I did the graph on my calculator and saw that it crosses the horizontal asypmtote right in middle. But, how is that possible?

(I don't know how to insert graphs just yet ... )

Answer 1

A horizontal asymptote of a function $f$ is not a horizontal line that the graph of $f$ cannot cross, but rather a horizontal line that the graph of $f$ approaches as $x$ approaches $-\infty$ and as $x$ approaches $\infty$. Said another way, $y = c$ is a horizontal asymptote of $f$ if $\lim\limits_{x\to -\infty}f(x) = c$ and $\lim\limits_{x\to\infty}f(x) = c$.

Added later: A vertical asymptote of a function $f$ is a vertical line such that the graph of $f$ approaches infinity or negative infinity as $x$ gets closer to the line (from at least one direction). Said another way, $x = a$ is a vertical asymptote of $f$ if $\lim\limits_{x\to a^-}f(x) = \pm\infty$ or $\lim\limits_{x\to a^+}f(x) = \pm\infty$.

Note, $\lim\limits_{x\to a^-}f(x) = \pm\infty$ means that either $\lim\limits_{x\to a^-}f(x) = \infty$ or $\lim\limits_{x\to a^-}f(x) = -\infty$.

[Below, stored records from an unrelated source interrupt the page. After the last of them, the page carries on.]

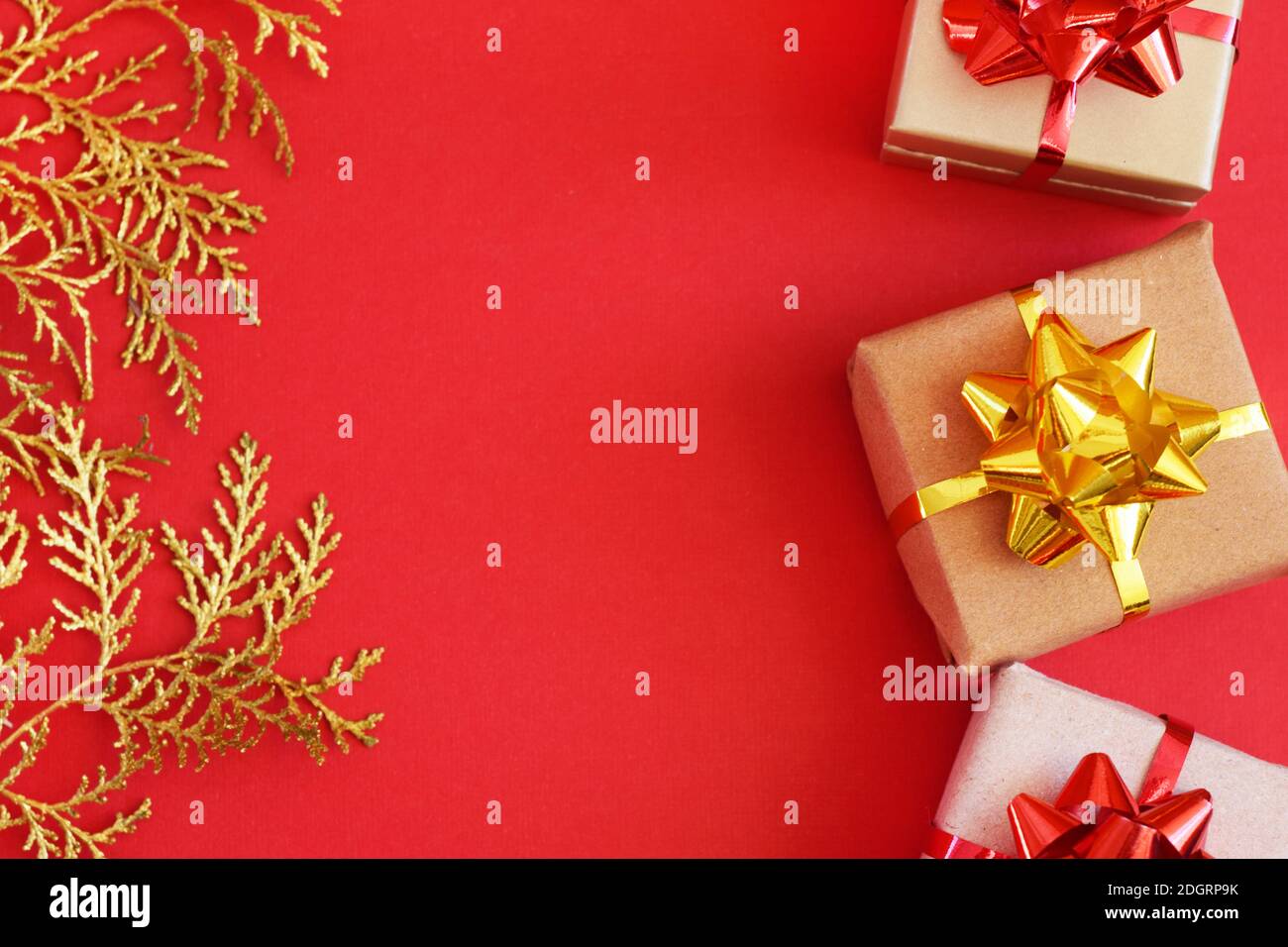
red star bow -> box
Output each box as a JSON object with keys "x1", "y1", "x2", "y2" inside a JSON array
[
  {"x1": 944, "y1": 0, "x2": 1239, "y2": 184},
  {"x1": 927, "y1": 720, "x2": 1212, "y2": 858}
]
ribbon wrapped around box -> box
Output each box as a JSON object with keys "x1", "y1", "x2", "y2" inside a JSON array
[
  {"x1": 923, "y1": 664, "x2": 1288, "y2": 858},
  {"x1": 849, "y1": 222, "x2": 1288, "y2": 665},
  {"x1": 883, "y1": 0, "x2": 1243, "y2": 214}
]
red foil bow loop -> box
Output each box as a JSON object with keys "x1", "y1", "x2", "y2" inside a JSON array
[
  {"x1": 926, "y1": 717, "x2": 1212, "y2": 858},
  {"x1": 943, "y1": 0, "x2": 1239, "y2": 185}
]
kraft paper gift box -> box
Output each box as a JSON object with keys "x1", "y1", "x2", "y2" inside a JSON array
[
  {"x1": 883, "y1": 0, "x2": 1243, "y2": 214},
  {"x1": 935, "y1": 665, "x2": 1288, "y2": 858},
  {"x1": 849, "y1": 222, "x2": 1288, "y2": 665}
]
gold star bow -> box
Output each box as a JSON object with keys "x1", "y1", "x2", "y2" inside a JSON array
[{"x1": 890, "y1": 290, "x2": 1270, "y2": 617}]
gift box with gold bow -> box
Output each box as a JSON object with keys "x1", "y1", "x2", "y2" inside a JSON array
[
  {"x1": 923, "y1": 664, "x2": 1288, "y2": 858},
  {"x1": 849, "y1": 222, "x2": 1288, "y2": 665},
  {"x1": 883, "y1": 0, "x2": 1243, "y2": 214}
]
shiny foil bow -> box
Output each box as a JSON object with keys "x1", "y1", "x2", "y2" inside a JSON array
[
  {"x1": 927, "y1": 717, "x2": 1212, "y2": 858},
  {"x1": 890, "y1": 290, "x2": 1270, "y2": 617},
  {"x1": 943, "y1": 0, "x2": 1239, "y2": 184}
]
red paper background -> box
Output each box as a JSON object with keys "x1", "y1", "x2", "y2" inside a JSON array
[{"x1": 0, "y1": 0, "x2": 1288, "y2": 857}]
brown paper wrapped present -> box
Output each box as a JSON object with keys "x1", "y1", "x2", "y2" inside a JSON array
[
  {"x1": 935, "y1": 664, "x2": 1288, "y2": 858},
  {"x1": 849, "y1": 222, "x2": 1288, "y2": 665},
  {"x1": 883, "y1": 0, "x2": 1243, "y2": 214}
]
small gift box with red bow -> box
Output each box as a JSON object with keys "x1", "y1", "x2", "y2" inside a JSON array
[
  {"x1": 883, "y1": 0, "x2": 1243, "y2": 214},
  {"x1": 849, "y1": 222, "x2": 1288, "y2": 666},
  {"x1": 923, "y1": 664, "x2": 1288, "y2": 858}
]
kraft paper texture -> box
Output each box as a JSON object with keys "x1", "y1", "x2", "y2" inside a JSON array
[
  {"x1": 935, "y1": 665, "x2": 1288, "y2": 858},
  {"x1": 849, "y1": 222, "x2": 1288, "y2": 665},
  {"x1": 883, "y1": 0, "x2": 1243, "y2": 214}
]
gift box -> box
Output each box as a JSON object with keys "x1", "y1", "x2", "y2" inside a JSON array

Some sources may only call $x = a$ a vertical asymptote of $f$ if $\lim\limits_{x\to a^-}f(x) = \pm\infty$ and $\lim\limits_{x\to a^+}f(x) = \pm\infty$. In this case, provided that $f$ is continuous, $f$ is not defined at $x = a$, so the graph of $f$ does not cross the line $x = a$.